Recruiting Appointments: Forget Showing Your Value & Do This Instead
How many times have you heard a speaker or coach say you must “show your value”?
The phrase belongs right up there with “disruption”, “technology platform”, and “shift” as the buzzwords du jour of the real estate industry.
Lost an agent to a discounter?
You didn’t show your value.
Potential recruit decides to stay put instead of joining your company?
You guessed it…
You didn’t show your value.
But the truth is, agents don’t care about being shown value.
I mean, has a prospect ever sat across from you in a recruiting appointment and asked, “would you mind showing me your value?”
Of course not.
Because agents care about the problems they want fixed and the dreams they want fulfilled.
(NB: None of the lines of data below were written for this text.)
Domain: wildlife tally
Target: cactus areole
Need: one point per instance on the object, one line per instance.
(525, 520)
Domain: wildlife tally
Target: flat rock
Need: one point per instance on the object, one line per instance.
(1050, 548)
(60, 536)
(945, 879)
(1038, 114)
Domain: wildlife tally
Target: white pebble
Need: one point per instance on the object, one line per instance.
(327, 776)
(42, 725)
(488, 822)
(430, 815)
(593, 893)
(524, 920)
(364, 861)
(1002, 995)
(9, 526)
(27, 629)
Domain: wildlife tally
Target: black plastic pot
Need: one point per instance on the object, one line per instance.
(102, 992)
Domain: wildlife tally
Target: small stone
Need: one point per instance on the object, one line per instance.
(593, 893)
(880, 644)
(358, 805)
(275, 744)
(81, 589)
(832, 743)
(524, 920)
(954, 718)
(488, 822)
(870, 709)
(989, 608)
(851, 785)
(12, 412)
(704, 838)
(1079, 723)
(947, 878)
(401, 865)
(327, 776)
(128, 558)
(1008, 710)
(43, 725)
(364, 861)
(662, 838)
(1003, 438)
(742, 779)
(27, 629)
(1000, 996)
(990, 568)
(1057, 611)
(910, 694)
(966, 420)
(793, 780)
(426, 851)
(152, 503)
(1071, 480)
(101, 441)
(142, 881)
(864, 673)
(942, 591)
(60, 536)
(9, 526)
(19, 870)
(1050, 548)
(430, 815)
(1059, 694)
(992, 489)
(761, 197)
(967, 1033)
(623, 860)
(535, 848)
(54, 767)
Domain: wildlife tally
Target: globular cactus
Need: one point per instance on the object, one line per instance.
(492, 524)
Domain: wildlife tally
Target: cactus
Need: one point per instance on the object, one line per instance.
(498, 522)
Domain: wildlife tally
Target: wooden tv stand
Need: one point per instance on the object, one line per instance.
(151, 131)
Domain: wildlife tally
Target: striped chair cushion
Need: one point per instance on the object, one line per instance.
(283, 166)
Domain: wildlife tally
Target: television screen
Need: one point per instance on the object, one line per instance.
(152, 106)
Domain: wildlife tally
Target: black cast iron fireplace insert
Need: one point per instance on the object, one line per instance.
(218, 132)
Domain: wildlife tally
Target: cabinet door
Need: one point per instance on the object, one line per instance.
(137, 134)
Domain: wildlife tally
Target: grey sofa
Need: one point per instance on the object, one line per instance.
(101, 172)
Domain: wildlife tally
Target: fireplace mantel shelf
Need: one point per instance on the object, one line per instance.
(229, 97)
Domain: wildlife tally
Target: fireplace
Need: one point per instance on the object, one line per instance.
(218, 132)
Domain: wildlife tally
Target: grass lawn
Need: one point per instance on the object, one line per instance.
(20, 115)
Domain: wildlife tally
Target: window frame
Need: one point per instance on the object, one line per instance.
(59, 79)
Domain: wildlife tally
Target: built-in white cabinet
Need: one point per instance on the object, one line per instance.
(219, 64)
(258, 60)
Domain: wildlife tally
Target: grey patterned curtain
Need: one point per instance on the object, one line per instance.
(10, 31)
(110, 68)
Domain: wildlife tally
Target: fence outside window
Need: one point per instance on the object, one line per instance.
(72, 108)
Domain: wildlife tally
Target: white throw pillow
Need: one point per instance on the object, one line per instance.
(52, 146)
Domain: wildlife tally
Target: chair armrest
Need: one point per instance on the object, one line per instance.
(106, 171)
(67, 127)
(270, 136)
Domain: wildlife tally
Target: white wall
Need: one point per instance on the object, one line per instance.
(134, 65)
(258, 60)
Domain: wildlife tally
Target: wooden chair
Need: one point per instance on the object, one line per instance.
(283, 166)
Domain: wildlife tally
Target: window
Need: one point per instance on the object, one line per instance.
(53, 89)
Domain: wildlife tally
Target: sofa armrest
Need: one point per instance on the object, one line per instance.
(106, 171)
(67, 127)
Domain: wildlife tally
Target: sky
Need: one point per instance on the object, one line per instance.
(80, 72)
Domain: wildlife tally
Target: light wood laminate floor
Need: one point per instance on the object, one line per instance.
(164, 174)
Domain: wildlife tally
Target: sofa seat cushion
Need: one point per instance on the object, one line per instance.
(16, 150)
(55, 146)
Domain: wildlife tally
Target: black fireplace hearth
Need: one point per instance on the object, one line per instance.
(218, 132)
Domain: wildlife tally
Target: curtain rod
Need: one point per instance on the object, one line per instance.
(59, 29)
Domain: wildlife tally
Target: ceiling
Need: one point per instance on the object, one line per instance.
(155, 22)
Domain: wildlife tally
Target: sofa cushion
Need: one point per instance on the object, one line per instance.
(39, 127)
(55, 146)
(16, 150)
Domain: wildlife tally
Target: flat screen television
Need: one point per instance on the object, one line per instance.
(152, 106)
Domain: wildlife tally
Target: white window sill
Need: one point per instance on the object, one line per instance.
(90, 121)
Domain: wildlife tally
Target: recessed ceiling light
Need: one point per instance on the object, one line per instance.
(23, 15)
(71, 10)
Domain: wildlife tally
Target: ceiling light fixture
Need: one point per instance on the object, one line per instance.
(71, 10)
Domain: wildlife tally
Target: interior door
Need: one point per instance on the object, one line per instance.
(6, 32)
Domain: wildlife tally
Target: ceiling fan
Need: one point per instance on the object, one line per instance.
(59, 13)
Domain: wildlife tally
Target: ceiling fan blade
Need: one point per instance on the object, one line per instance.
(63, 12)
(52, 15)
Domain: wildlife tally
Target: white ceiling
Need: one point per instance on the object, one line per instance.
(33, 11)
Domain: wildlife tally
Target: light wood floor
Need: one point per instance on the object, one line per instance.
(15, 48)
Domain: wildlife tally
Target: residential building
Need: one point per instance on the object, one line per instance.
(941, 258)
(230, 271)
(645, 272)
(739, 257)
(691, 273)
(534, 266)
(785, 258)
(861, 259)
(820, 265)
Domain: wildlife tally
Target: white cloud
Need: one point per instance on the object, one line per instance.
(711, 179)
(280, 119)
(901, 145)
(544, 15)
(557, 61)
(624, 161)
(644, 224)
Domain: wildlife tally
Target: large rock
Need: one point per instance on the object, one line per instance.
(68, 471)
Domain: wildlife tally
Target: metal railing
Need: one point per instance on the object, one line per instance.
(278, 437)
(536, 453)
The question in the back of their minds is, “how can you help me?”
Yet consider the phrasing of “show your value” for a minute.
It puts the emphasis on you, the broker.
It implies the path to a successful hire is paved with explanations of features and benefits.
And while that’s partially true, it also ignores one critical point…
What’s important to the agent?
What are the problems the agent wants fixed and what are the dreams the agent wants fulfilled?
One of the biggest mistakes I see brokers make in recruiting appointments is too much talking and not enough listening.
The brokers believe in what they offer, they want to show value, and so they fire away with every product, service, feature, and benefit in their arsenal.
If you think this might describe you, allow me to give you one piece of advice…
Forget showing value and focus instead on figuring out what agents want.
Ask questions. Lots of them.
Ask until you’re 100% sure you know their unfixed problems and unfulfilled dreams.
Then show them how you can help them.
If you change the focus of your recruiting appointments from “Here’s what I offer!” to “What do you want?”, you’ll hire more agents.
Drew
P.S. - I want to make a distinction between “showing your value” and “selling on value”.
Selling on value means your focus is on something other than price. And that’s a good thing.
Selling on price alone is difficult because, by definition, only one brokerage can be the cheapest in town.